And that’s off their official product website!


----------



## Corradobrit1 (Mar 12, 2019)

Unfortunately I've noticed this a common problem with Murray Carter's knives, even the very pricey MS damascus blades with the cladding extending into the cutting edge.


----------



## Dhoff (Mar 12, 2019)

osakajoe said:


> Just want to bring up an issue I’ve been noticing more and more concerning clad knives. Hoping that more consumers will know when to not buy or when to return knives that are what I consider faulty or B grade. As well as any amateur makers on here what not to pass on.
> 
> Clad knives are knives with a core of a hard still clad between two softer pieces of metal. This cladding can be iron, stainless steel, or Damascus. To form a cutting edge with the core one of the main principles is to grind away the cladding to bring out the core on both sides.
> 
> ...



Very sober and nicely phrased thread. thank you for the heads up.


----------



## refcast (Mar 12, 2019)

What's a good distance for the cladding line to be from the edge? I know that the word is that some makers have great skill to use as thin a strip of core steel as possible, while few others like to use a lot of core steel. Also I think I saw that thinner ground knives seem to have a greater distance between the edge and core steel, while thicker ground knives seem to have a smaller distance.


----------



## never mind (Mar 12, 2019)

Corradobrit1 said:


> this a common problem with Murray Carter's knives



So sad...


----------



## milkbaby (Mar 12, 2019)

refcast said:


> What's a good distance for the cladding line to be from the edge? I know that the word is that some makers have great skill to use as thin a strip of core steel as possible, while few others like to use a lot of core steel. Also I think I saw that thinner ground knives seem to have a greater distance between the edge and core steel, while thicker ground knives seem to have a smaller distance.

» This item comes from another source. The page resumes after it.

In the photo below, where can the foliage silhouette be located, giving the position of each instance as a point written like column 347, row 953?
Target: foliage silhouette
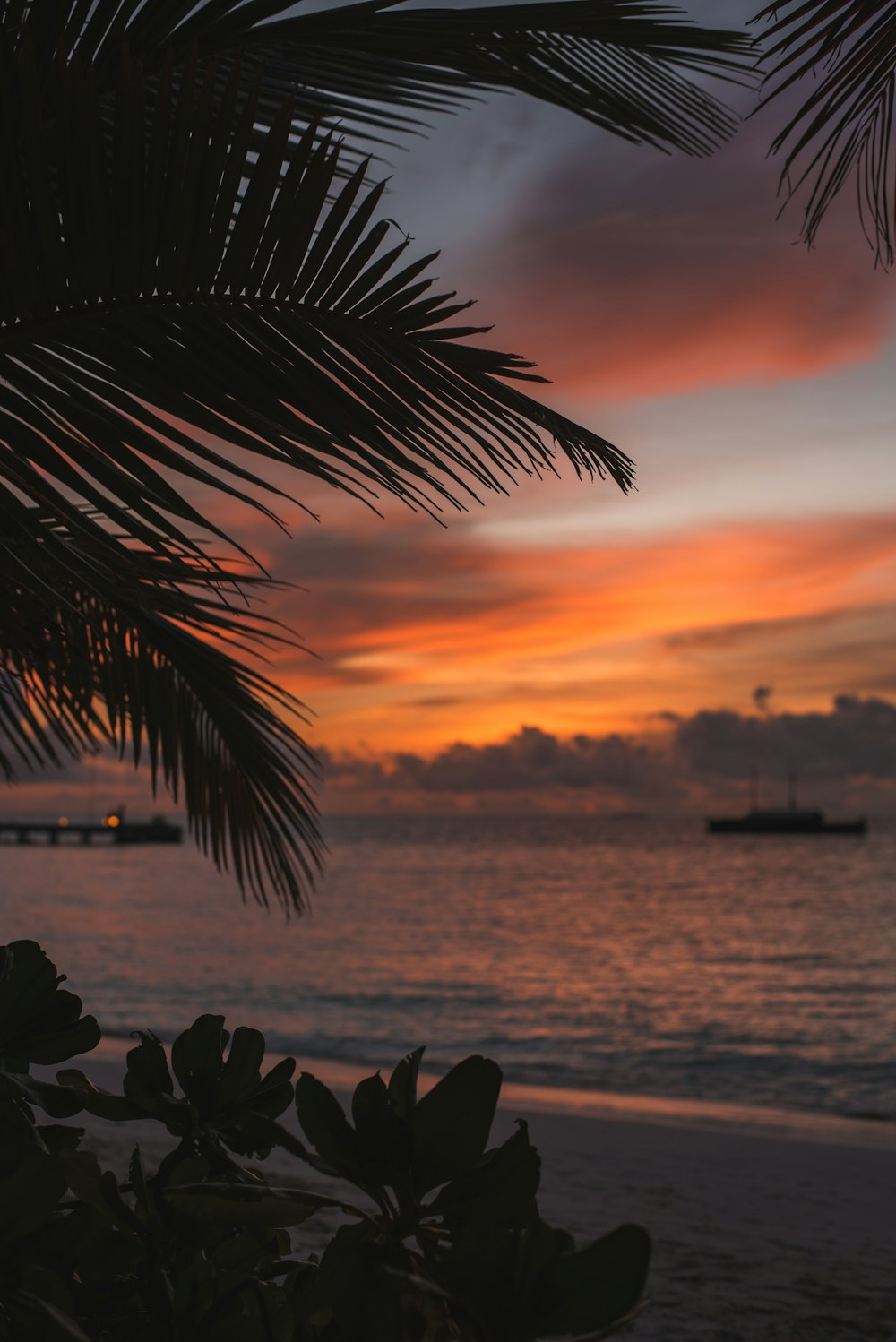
column 844, row 128
column 196, row 288
column 447, row 1244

It's not an issue of height of the cladding line from the edge. The issue is whether the hardened core steel is at the edge.

In Japanese san mai or other clad construction (such as the damascus cladding Joe showed), the cladding is material that doesn't reach the hardness of the core steel. It can be low carbon mild steel or even iron. You want the entire edge to be hardened core steel because it's that high hardness that supports acute bevel angles and increases edge retention.

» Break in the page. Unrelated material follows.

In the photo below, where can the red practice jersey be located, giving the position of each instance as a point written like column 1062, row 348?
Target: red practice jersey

When you forge clad steel, it's important to keep the core steel centered. When you forge the core far off center, when you grind the blade road, you can have soft cladding at the edge in the areas where the core wasn't kept centered enough.

A second way of getting soft cladding at the edge is during grinding the blade road. Many knives are not ground symmetrically, so even if the core was kept relatively centered during forging, it is possible to grind the blade such that you bring cladding to the edge instead of core steel. The result is the same, soft material at the edge where you need hardened steel.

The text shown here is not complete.